Für die Abschätzung des Risikos wird eine lineare Dosis-Wirkungs-Beziehung ohne Schwellenwert angenommen (d. h. das Risiko steigt linear mit der Dosis). Es ist bekannt, dass das relative Risiko einer durch ionisierende Strahlen induzierten Brustkrebserkrankung mit steigendem Alter deutlich abnimmt, also für Frauen, für die ein Brustkrebs-Screening diskutiert wird (50- bis 69- jährige), deutlich geringer ist als für jüngere Frauen.
In einer Vielzahl von epidemiologischen Studien wurde der Zusammenhang zwischen ionisierender Strahlung und dem Brustkrebsrisiko untersucht. Tatsächlich konnte eine signifikante Erhöhung des Brustkrebsrisikos durch Strahlenexposition im Alter von 50 Jahren und darüber bisher in keiner strahlenepidemiologischen Studie aufgezeigt werden. Aus Modellrechnungen wird abgeschätzt, dass durch die Strahlenexposition regelmäßiger Mammographie-Untersuchungen, die in zweijährigen Abständen bei Frauen zwischen 50 und 69 Jahren mit einer Parenchymdosis von 4 mGy pro Untersuchung durchgeführt werden, das Risiko einer 50- jährigen Frau, bis zu ihrem Lebensende an Brustkrebs zu erkranken, von etwa 7,7% auf 7,8% erhöht werden könnte.
Daher kommt die SSK zu dem Schluß, dass die Strahlenexposition für 50- bis 69- jährige Frauen kein Argument gegen ein qualitätsgesichertes Mammographie-Screening innerhalb eines Krebsfrüherkennungsprogramms ist, wenn von einem Nutzen eines solchen Programmes auszugehen ist.
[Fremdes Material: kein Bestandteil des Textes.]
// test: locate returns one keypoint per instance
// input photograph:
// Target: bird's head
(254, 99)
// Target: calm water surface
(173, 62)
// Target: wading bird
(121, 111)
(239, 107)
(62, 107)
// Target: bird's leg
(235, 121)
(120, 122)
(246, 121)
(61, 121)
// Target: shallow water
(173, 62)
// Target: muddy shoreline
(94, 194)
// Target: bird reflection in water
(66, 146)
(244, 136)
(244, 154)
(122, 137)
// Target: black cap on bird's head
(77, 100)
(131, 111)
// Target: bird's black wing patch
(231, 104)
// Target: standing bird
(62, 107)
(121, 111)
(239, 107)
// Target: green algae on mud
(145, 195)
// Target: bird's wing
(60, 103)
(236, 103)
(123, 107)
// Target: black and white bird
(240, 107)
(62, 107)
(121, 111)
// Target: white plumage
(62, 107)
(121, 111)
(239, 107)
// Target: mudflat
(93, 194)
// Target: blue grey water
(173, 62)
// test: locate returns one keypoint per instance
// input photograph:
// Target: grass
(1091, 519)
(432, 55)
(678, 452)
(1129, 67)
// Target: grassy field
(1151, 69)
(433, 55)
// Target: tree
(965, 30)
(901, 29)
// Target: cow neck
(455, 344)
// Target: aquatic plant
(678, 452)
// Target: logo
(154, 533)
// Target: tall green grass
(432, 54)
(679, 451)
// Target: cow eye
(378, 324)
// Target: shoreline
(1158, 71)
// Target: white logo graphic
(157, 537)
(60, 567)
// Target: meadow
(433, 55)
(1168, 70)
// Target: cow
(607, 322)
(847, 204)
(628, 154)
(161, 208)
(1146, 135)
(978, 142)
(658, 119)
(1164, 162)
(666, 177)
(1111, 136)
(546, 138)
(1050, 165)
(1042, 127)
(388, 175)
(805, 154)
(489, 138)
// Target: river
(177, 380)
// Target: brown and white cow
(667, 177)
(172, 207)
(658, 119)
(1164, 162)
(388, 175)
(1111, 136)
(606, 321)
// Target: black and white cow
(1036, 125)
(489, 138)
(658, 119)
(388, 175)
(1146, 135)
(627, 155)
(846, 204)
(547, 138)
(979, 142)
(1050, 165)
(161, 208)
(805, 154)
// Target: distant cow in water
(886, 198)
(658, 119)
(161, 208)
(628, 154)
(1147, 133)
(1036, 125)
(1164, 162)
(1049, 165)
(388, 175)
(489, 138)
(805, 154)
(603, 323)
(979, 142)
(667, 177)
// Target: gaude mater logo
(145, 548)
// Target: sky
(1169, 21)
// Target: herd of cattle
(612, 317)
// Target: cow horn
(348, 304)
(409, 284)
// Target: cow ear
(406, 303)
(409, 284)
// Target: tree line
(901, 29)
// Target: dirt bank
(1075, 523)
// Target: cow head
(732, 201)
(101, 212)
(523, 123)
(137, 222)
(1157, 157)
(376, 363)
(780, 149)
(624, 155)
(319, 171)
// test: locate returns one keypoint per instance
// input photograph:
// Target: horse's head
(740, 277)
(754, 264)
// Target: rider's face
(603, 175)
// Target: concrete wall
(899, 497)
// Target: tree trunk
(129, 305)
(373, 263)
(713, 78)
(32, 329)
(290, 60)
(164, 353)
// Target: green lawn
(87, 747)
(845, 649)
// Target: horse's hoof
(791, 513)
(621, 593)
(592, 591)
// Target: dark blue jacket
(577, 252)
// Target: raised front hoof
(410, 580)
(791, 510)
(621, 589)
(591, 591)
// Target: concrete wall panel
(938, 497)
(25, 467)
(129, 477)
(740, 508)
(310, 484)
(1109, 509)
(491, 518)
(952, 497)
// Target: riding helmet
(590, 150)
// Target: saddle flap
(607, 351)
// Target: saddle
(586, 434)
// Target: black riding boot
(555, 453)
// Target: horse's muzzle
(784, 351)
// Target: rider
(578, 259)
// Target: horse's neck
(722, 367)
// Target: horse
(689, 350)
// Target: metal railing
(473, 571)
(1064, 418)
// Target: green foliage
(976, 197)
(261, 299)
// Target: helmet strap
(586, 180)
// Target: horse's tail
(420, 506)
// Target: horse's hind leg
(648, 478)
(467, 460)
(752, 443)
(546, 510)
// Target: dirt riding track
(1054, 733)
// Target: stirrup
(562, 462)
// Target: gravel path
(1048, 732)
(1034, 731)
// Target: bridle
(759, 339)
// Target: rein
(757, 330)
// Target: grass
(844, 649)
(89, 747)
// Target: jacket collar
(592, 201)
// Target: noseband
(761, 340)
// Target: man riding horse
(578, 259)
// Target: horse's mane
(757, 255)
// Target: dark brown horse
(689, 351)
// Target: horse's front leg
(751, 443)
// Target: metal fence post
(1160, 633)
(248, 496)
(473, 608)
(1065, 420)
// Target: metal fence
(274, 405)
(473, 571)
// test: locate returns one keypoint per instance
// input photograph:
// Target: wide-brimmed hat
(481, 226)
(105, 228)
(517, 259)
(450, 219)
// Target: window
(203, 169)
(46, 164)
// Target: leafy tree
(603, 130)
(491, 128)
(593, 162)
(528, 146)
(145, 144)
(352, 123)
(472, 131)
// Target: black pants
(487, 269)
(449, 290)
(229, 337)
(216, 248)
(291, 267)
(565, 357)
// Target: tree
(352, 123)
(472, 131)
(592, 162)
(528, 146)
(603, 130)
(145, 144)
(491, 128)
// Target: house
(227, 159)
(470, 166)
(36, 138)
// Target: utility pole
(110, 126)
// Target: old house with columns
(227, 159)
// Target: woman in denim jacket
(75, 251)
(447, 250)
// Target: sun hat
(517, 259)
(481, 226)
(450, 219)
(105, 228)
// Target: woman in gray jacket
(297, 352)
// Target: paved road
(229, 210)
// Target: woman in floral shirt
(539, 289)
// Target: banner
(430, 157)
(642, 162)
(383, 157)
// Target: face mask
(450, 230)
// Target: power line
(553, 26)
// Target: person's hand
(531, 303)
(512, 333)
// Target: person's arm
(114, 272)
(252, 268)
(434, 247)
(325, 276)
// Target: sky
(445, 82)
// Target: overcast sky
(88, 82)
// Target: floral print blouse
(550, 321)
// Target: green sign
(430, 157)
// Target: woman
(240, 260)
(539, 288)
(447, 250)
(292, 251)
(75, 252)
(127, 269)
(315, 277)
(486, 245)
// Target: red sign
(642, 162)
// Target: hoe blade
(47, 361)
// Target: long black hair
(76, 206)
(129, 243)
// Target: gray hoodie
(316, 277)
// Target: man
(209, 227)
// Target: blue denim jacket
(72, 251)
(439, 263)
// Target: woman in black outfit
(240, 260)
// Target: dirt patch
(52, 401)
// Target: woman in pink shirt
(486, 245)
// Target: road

Die Wirksamkeit von Mammographie-Screening-Programmen ist in großen randomisierten Studien untersucht worden. Aufgrund, dieser Studien galt bislang nach Expertenmeinung die Auffassung, dass ein Screening für Frauen zwischen 50 und 69 Jahren die Brustkrebsmortalität um 10 bis 30% zu senken vermag. Darüber hinaus deutet sich in Ländern, in denen ein nationales Mammographie-Screening-Programm eingeführt wurde, eine Reduktion der Brustkrebsmortalitätsraten an. Hiervon wird ein Teil auch auf die nationalen Früherkennungsprogramme zurückgeführt.
In einer akzuellen Publikation von Gøtzsche und Olsen (2001), die als Cochrane-Review erschienen ist, werden für die randomisierten Studien jedoch Mängel aufgezeigt und insgesamt eine Reduktion der Brustkrebsmortalität als Folge von Screening-Programmen in Zweifel gezogen. Allerdings sind die Bedingungen, unter denen die vor Jahrzehnten durchgeführten Reihenuntersuchungen stattgefunden haben, keineswegs mit heutigen Verhältnissen vergleichbar, da sich sowohl die Qualität von "Mammographie-Geräten" als auch die Methoden zur Abklärung suspekter Befunde sowie zur Therapie eines Mammakarzinoms maßgeblich verbessert haben
Unter Berücksichtigung der wissenschaftlichen Argumente für oder gegen Mammographie-Screening-Programme und weiterer Daten aus anderen Studienarten (z.B. Fall-Kontroll-Studien) sowie laufender Programme vertritt die SSK die Meinung, dass der zu erwartende Nutzen - auch unter konservativer Betrachtung - das geringe Risiko durch die Strahlenexposition überwiegt.